Computer science boffins from the USA have come up with a lovely term to describe under-performing hardware: “Limpware”. The term's not just for fun, but actually has some pretty serious implications for cloud computing because the boffins have run tests suggesting just one limp node in a cloudy cluster can lower performance …

COMMENTS

House rules Send corrections

This topic is closed for new posts.

Monday 18th November 2013 04:17 GMT Trevor_Pott

From my understanding of the issues discussed in these papers, this is the sort of thing that the folks at Cloudphysics have st out to identify. I wonder if group A has been introduced to group B? Sounds like they are thinking along the same lines...

2 0
1. Monday 18th November 2013 12:15 GMT Roo
  
  It's nice to see folks trying to quantify this stuff, I just hope they're doing something new rather than repeating the distributed systems research done in the 50s/60s/70s/80s.
  
  I suspect they are simply repeating research because they think the word 'Cloud' somehow changes all the rules of distributed computing... Either way I'm sure they'll be rewarded for a new buzzword that will give warm fuzzies to ignorant salesmen, fanbois and execs.
  
  0 0
Monday 18th November 2013 04:41 GMT M Gale

NIC card?

Is that like a PIN number?

Redundancy department of redundancy?

Ok, ok, I'm going.

2 0
1. Monday 18th November 2013 07:01 GMT Anonymous Coward
  
  Re: NIC card?
  
  Yeah, they use them to connect to their local LAN.
  
  3 0
Monday 18th November 2013 07:47 GMT codeusirae

The CLOUD brought down by a single NIC card?

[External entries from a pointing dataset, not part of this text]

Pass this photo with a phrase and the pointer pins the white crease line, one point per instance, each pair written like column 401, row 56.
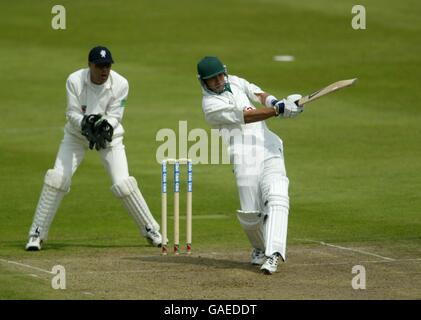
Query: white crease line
column 348, row 249
column 350, row 262
column 26, row 266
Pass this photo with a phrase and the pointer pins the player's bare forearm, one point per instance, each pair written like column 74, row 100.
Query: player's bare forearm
column 258, row 114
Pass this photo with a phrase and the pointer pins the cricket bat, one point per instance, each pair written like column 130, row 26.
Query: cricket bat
column 326, row 90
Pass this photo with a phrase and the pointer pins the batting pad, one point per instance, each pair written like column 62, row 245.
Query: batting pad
column 55, row 187
column 275, row 195
column 129, row 193
column 252, row 223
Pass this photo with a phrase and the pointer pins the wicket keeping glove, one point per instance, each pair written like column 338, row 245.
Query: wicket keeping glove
column 103, row 132
column 88, row 130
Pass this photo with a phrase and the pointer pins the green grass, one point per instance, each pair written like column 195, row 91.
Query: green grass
column 353, row 158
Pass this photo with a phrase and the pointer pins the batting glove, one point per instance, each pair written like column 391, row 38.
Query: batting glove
column 291, row 107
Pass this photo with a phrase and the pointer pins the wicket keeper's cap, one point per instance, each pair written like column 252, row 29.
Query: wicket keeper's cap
column 100, row 55
column 209, row 67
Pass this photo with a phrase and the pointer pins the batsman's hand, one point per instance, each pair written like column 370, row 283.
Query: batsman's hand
column 103, row 132
column 291, row 107
column 88, row 128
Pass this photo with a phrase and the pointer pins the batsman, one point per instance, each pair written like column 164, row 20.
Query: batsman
column 96, row 99
column 256, row 153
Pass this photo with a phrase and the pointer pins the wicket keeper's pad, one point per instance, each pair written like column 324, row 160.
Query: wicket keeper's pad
column 129, row 193
column 56, row 185
column 276, row 200
column 252, row 223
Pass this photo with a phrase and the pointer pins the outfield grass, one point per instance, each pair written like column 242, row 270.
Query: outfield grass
column 353, row 158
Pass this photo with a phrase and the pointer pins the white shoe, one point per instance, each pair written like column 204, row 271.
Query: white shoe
column 34, row 243
column 257, row 257
column 153, row 237
column 271, row 264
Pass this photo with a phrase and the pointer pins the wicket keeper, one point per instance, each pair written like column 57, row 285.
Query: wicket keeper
column 96, row 99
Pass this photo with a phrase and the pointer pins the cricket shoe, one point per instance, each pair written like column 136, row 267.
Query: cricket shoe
column 257, row 257
column 271, row 264
column 34, row 243
column 153, row 237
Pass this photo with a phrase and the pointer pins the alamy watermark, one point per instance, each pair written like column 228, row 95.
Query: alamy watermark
column 59, row 279
column 359, row 20
column 58, row 22
column 359, row 281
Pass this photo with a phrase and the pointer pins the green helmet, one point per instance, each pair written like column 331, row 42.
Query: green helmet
column 209, row 67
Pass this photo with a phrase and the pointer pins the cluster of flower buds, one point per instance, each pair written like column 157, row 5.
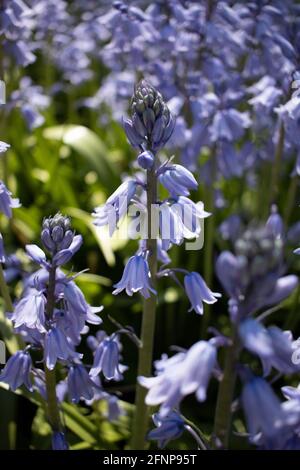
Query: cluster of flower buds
column 260, row 250
column 57, row 233
column 152, row 123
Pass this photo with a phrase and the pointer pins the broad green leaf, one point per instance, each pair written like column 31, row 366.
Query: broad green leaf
column 79, row 424
column 89, row 145
column 106, row 243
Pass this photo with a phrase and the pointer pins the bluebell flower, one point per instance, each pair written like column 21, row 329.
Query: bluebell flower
column 229, row 124
column 251, row 276
column 107, row 358
column 17, row 371
column 3, row 146
column 36, row 254
column 136, row 278
column 275, row 223
column 291, row 393
column 183, row 374
column 167, row 429
column 80, row 384
column 2, row 252
column 77, row 306
column 255, row 337
column 198, row 292
column 59, row 441
column 57, row 233
column 263, row 410
column 179, row 219
column 116, row 206
column 114, row 410
column 177, row 180
column 283, row 348
column 7, row 203
column 151, row 118
column 146, row 160
column 57, row 347
column 30, row 311
column 230, row 228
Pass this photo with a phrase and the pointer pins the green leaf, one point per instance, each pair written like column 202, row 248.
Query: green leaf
column 89, row 145
column 79, row 424
column 104, row 242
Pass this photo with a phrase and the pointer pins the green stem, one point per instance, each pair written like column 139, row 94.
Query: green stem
column 290, row 199
column 50, row 376
column 209, row 240
column 5, row 292
column 12, row 341
column 222, row 424
column 275, row 172
column 141, row 416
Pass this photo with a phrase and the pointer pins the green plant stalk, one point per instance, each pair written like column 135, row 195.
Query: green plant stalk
column 223, row 415
column 141, row 414
column 12, row 341
column 290, row 199
column 209, row 242
column 275, row 172
column 50, row 376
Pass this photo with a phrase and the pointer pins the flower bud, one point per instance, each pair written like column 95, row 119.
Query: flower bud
column 56, row 233
column 146, row 160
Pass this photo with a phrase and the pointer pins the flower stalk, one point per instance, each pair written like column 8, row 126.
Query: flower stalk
column 141, row 415
column 223, row 414
column 52, row 404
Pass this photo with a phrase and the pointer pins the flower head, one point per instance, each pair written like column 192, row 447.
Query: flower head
column 7, row 203
column 107, row 359
column 57, row 233
column 17, row 371
column 59, row 441
column 169, row 428
column 183, row 374
column 152, row 123
column 136, row 278
column 198, row 292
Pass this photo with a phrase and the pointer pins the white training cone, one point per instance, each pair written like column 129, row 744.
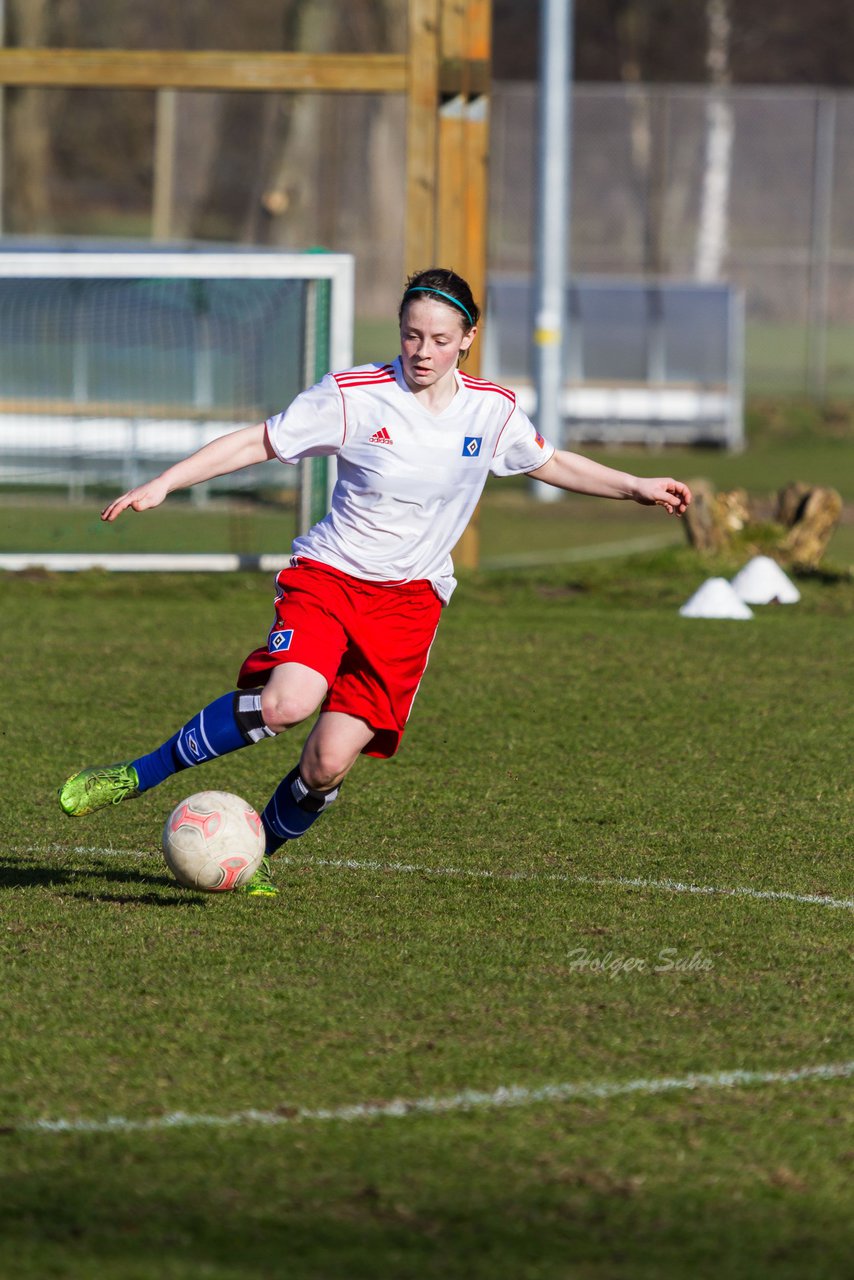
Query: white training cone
column 715, row 599
column 762, row 581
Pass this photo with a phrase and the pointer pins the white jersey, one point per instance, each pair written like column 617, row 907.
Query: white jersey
column 409, row 480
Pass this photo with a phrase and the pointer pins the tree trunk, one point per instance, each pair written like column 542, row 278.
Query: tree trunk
column 712, row 233
column 27, row 147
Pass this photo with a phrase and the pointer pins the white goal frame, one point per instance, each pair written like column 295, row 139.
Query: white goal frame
column 179, row 263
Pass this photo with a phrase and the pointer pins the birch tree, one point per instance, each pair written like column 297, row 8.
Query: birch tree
column 712, row 232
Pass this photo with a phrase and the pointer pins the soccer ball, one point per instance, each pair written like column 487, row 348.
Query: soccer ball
column 213, row 841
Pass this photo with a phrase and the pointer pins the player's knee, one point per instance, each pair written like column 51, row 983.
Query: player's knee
column 324, row 768
column 284, row 708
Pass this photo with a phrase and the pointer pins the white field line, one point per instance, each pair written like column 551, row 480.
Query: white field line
column 576, row 554
column 467, row 1100
column 366, row 864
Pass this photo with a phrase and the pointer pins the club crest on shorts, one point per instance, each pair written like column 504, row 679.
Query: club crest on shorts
column 279, row 641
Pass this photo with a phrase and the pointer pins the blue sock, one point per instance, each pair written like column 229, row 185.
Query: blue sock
column 223, row 726
column 291, row 810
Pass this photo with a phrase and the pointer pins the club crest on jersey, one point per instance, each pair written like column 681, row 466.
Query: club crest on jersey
column 279, row 641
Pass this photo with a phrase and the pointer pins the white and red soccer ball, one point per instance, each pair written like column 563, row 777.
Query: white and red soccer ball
column 213, row 841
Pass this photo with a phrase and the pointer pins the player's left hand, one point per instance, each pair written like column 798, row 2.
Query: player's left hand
column 672, row 496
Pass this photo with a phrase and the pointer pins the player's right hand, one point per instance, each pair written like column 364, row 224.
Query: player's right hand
column 141, row 498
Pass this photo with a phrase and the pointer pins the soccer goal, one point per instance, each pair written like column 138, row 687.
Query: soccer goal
column 115, row 364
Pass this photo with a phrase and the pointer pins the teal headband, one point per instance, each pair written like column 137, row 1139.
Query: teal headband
column 428, row 288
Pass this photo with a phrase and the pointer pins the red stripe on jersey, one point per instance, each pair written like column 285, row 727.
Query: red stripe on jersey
column 494, row 452
column 480, row 384
column 364, row 378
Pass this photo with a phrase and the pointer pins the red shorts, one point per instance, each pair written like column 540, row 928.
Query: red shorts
column 369, row 640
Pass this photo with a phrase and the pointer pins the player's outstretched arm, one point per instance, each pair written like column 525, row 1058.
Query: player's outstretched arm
column 220, row 457
column 576, row 474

"A third paper, Impact of Limpware on HDFS: A Probabilistic Estimation (PDF) offers a detailed analysis of how a single limplocked component, in this case a single NIC card, can greatly degrade the performance of a Hadoop cluster. The paper also shows that Hadoop can't detect the under-performing NIC and therefore doesn't fail over to another."

One would have thought that the people building the CLOUD would have designed in such failure detection from the beginning. What effect would failure of component X have on the system-wide performance etc.

1 0
1. Monday 18th November 2013 08:27 GMT Don Jefe
  
  Re: The CLOUD brought down by a single NIC card?
  
  Designing for problems you don't know exist or do not understand is how you end up broke with a shitty product. You have to put things into production to identify how to improve them. Without that study and understanding you're doing no more than guessing.
  
  1 1
  1. Monday 18th November 2013 12:33 GMT Roo
    
    Re: The CLOUD brought down by a single NIC card?
    
    "Designing for problems you don't know exist or do not understand is how you end up broke with a shitty product. You have to put things into production to identify how to improve them. Without that study and understanding you're doing no more than guessing."
    
    Agreed. But equally this class of problem is very old hat. It really should not be a surprise to anyone.
    
    1 0
2. Monday 18th November 2013 12:32 GMT Roo
  
  Re: The CLOUD brought down by a single NIC card?
  
  "One would have thought that the people building the CLOUD would have designed in such failure detection from the beginning. What effect would failure of component X have on the system-wide performance etc."
  
  Detecting sub-optimal performance can be tricky. In the example given the NIC appears to still be passing traffic, so it hasn't failed as such - it's just slow. Perhaps the sink for the data isn't keeping up so flow-control is throttling the data rate, or perhaps the auto-negotiation is picking the wrong value, or maybe segment congestion is killing the throughput, it could be starved of memory bandwidth etc.
  
  If you choose to apply a simple threshold, what value do you pick for the threshold ? How do you account for averaging effect of legitimate idle periods or segment congestion on the measured throughput ?
  
  Then if you decide to blacklist that component instead of tolerating it's degraded performance what will happen when you redirect that traffic via another set of components ? Sometimes (actually quite often in practice) fail-over can cause components to degrade or fail because they are suddenly deluged with extra work.
  
  Some times fail-over is a very costly process in itself (state transfer, sync etc) so the time & space resources expended during the fail-over can actually outweigh the potential savings from blacklisting a degraded component.
  
  1 0
Monday 18th November 2013 07:48 GMT John Smith 19

So need some kind of "node profiler" tool?

I guess up to now most HPC systems have been by assuming that identical hardare == identical performance.

A reasonable idea.

But wrong.

Except I can't help think that things like Tivoli and what was CA Unicenter were meant to have tools like that a decade ago.

2 0